Historic Monument of Poland
- Designated: 2010-09-17
- Part of: Stargard – Blessed Virgin Mary, Queen of the World Church Complex and medieval defensive city walls
- Reference no.: Dz. U. z 2010 r. Nr 184, poz. 1236

= Mill Gate (Stargard) =

Mill Gate (Brama Młyńska, Mühlentor) is an old entrance to the city of Stargard, in Poland, which functioned also as a watergate on Ina river. In medieval times the watch lowered a portcullis into the river for the night, which secured Stargard harbour, situated behind the fortification (an exception in this area), from intruders. Both towers have the so-called Stargard blend motive (the same as in St. Mary's church). Today the Mill Gate is the seat of Stargard's Society of Fine Art Lovers. In 2010, due to its historical and artistic values the Mill Gate, along with the medieval city walls of Stargard, was listed by the President of Poland as a Historic Monument of Poland.

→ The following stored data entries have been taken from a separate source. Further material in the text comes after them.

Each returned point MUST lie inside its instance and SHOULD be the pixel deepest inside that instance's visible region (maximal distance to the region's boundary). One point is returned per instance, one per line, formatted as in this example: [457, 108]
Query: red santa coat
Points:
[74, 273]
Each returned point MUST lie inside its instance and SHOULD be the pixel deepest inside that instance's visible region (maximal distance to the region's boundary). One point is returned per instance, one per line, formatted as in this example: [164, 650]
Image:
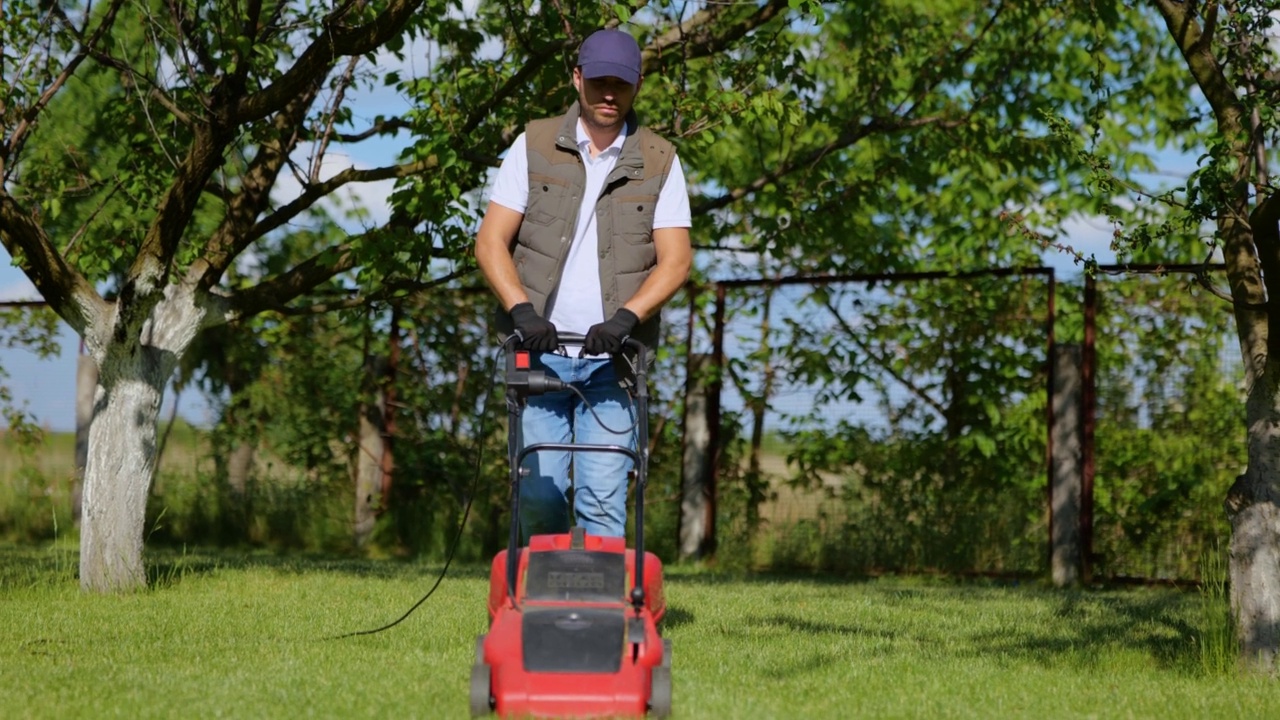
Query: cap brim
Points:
[593, 71]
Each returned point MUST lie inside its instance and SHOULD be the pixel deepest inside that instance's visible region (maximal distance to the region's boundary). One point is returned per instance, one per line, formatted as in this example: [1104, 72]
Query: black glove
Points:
[608, 336]
[536, 333]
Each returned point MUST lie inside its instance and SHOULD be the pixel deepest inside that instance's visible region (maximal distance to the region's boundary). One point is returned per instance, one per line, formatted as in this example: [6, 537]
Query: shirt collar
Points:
[584, 142]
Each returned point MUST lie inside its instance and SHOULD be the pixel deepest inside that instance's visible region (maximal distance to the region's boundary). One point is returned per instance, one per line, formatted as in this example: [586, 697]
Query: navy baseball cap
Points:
[609, 53]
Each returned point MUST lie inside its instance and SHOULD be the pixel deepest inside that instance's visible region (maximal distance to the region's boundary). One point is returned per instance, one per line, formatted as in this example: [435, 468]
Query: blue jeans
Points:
[599, 478]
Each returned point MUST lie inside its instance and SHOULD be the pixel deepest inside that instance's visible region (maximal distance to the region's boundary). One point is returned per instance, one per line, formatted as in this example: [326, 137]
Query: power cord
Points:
[462, 524]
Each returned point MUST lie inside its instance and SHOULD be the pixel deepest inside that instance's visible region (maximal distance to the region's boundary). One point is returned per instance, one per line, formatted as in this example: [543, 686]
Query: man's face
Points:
[606, 101]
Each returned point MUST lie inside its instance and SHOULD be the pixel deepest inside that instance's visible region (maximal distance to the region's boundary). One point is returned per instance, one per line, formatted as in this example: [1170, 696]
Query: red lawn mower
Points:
[567, 637]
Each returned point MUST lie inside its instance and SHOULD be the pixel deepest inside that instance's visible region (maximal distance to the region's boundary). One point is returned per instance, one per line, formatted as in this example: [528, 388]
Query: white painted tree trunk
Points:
[135, 365]
[122, 465]
[1253, 507]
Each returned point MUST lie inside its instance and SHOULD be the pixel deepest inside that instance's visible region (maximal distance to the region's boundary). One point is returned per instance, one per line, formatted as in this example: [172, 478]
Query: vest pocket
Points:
[547, 195]
[632, 218]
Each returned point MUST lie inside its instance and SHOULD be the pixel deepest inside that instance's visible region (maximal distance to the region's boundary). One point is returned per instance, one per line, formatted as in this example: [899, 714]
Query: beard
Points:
[593, 115]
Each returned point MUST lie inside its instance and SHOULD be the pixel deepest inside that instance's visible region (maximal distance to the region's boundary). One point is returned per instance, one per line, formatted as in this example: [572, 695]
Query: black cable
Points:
[466, 511]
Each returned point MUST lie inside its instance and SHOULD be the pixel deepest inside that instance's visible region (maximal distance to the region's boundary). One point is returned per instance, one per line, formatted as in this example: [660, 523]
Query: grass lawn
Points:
[225, 634]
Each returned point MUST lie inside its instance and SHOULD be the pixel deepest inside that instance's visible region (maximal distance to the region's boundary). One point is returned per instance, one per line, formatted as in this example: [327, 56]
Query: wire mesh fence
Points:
[886, 423]
[1169, 420]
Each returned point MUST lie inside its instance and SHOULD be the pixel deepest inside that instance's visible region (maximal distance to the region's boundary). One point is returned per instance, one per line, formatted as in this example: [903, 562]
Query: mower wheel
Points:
[481, 702]
[659, 692]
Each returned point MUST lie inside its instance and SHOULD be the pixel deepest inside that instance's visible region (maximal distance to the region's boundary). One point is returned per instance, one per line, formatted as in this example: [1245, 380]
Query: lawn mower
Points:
[567, 637]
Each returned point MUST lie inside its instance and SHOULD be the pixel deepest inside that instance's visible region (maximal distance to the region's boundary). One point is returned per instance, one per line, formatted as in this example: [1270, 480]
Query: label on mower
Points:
[576, 574]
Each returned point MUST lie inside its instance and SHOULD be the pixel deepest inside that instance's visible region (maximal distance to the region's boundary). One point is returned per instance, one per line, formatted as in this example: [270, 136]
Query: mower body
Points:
[568, 642]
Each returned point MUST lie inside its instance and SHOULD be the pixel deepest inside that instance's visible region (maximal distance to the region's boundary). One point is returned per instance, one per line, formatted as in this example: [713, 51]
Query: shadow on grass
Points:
[1014, 623]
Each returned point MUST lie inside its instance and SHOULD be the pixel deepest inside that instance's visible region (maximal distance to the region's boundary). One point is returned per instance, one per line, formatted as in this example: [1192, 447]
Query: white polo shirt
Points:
[577, 304]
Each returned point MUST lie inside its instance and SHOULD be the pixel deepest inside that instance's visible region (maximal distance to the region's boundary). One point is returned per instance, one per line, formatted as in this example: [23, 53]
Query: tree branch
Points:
[333, 42]
[60, 285]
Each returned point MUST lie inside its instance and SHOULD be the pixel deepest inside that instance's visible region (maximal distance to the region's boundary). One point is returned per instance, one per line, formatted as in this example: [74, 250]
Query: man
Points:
[586, 232]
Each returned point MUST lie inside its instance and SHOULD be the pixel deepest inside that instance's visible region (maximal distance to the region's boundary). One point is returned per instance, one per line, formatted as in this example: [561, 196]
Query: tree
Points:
[229, 103]
[1228, 49]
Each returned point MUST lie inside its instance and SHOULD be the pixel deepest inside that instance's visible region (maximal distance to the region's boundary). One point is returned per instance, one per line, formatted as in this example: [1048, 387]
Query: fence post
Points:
[86, 387]
[696, 468]
[1065, 492]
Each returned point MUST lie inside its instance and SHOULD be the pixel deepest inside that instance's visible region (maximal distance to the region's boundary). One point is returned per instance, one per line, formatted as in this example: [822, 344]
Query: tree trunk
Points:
[136, 351]
[1253, 507]
[122, 463]
[86, 387]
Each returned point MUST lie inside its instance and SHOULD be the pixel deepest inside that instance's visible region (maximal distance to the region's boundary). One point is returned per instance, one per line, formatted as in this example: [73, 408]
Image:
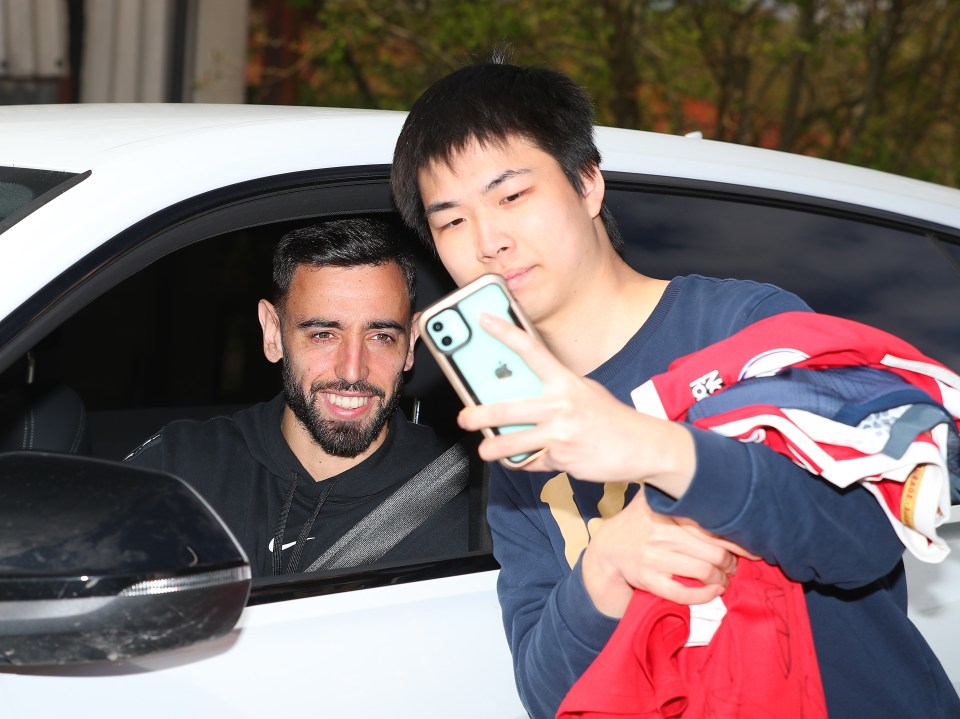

In 1454, during the Wheat War, the people of Stettin, to prevent transport on the Ina river, stretched chains between its banks in an attempt to stop barges from Stargard. As a result of these actions, the people of Stargard appealed to Wartislaw IX to settle the dispute. He ruled in favor of the merchants from Stargard. As a sign of victory and contempt for the people of Stettin, they tore down the chains obstructing the river channel and hung them on the 'Mill Gate', where they remain to this day.

==See also==
- Waterpoort, another surviving medieval watergate.